VW, Nissan Rev Up Tennessee Auto Industry

Volkswagen's Chattanooga, TN Plant
Volkswagen's Chattanooga, TN Plant
The Volkswagen plant in Chattanooga, TN cements Tennessee as a center of what has been described as America’s new Auto Belt.

The road ahead for the auto industry in Tennessee is paved with new investment, new jobs and new opportunities.

The May 2011 opening of the $1 billion Volkswagen plant in Chattanooga cements Tennessee as a center of what has been described as America’s new Auto Belt. The Chattanooga Volkswagen plant will employ 2,000 workers and produce an estimated 150,000 cars annually, generating about $12 billion in income growth and an extra 9,500 jobs for the East Tennessee economy.

The Chattanooga region is the right place for the Volkswagen plant, says Tim Spires, president/CEO of the Chattanooga Manufacturers Association.

“Our location is ideal and our strong workforce is capable of meeting the needs of advanced manufacturing techniques that Volkswagen and their suppliers require," he says.

Tennessee’s rise in the auto industry began with Nissan’s construction of its plant in Smyrna, Tenn., in the 1980s – a project that put Tennessee on the map as a good place to build cars.

Suppliers Create Thousands of Jobs

“Tennessee's location gives it a strategic advantage,” says John Bradley, senior vice president of economic development for the Tennessee Valley Authority. “Nissan, VW and GM all have major automotive operations in the state, and Tennessee enjoys close proximity to other auto assembly plants within a few hours of the state's borders. That concentration makes Tennessee a natural for the location of new auto suppliers and continued expansions by existing suppliers.”

Indeed. In just the first six months of 2011, four automotive-related industries announced new investment in the state, adding to the nearly 900 automotive-related enterprises already employing more than 105,000 workers.

“From their base in Tennessee, these suppliers can easily access multiple customers, as well as cut their transportation costs when contracting with other tier suppliers,” Bradley says. “Conversely, Tennessee's high concentration of suppliers makes it attractive for future assembly plant operations. So, there is this clustering that provides great synergy between supplier and supplier, and between supplier and assembly operator.”

Economic development publication Business Facilities in its annual State Rankings Report in 2011 named Tennessee the No. 1 state in the nation for automotive manufacturing strength, the second consecutive year the Volunteer State received that recognition.

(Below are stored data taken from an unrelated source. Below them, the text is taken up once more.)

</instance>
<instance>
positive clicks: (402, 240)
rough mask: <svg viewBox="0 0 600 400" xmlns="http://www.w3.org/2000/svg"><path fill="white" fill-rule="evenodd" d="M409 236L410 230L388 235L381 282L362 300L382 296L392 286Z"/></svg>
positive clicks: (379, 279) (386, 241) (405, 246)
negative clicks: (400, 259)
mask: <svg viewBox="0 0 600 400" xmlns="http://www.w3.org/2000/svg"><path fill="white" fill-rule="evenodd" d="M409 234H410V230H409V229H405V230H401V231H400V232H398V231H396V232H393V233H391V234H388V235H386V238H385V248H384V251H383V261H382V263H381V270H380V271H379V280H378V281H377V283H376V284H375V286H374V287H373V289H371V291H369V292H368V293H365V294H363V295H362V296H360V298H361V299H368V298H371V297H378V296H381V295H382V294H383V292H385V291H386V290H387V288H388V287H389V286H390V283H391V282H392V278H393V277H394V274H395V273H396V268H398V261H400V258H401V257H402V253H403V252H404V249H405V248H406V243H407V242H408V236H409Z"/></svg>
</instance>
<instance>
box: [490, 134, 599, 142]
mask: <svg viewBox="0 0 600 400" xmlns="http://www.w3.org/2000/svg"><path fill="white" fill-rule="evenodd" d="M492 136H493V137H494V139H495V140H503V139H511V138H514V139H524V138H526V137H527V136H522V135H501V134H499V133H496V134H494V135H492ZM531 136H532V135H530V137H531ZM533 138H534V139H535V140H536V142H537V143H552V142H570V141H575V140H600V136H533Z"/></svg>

"With new VWs rolling off the assembly line at a world-class, energy-efficient manufacturing facility and top-tier suppliers lining up to set up operations in the Chattanooga area, Tennessee has cemented its position as the top automotive powerhouse in the U.S.," Business Facilities said in its report.

Companies Invest and Expand

That synergy creates a ripple effect of new investment and new jobs:

  • SL America, an automotive parts supplier for GM, is expanding its Clinton plant for the fourth time in a decade. The $14 million expansion will create 100 new jobs.

  • DLH Industries, specializing in air and fluid management assemblies, will begin manufacturing in the fall in Bristol and is expected to create 75 jobs over the next two years.

  • Tottser-Iroquois Industries will create 25 jobs in La Vergne to provide stampings and assemblies to the automotive industry.

  • Valeo will produce front-end modules for Nissan in its $5.4 million plant in Smyrna, which will create 63 jobs within the first year.

  • Koyo Corp. of USA, a Japanese company located in Washington County, is investing $30 million in an expansion that will double its workforce to 125 by 2014. The company produces taper roller bearings used in vehicle axle and transmission systems.

In addition, in 2012 production will start in Tennessee on the Nissan LEAF, a zero-emission, all-electric vehicle, and the lithium-ion batteries that will power it. Side-by-side plants in Smyrna will employ more than 1,300 workers and turn out 150,000 electric cars and 200,000 advanced-technology batteries annually.

Meanwhile, GM is investing $32 million in its Spring Hill engine plant to support the acceleration of the 2013 Chevrolet Malibu. The investment will create or retain 63 positions in the community.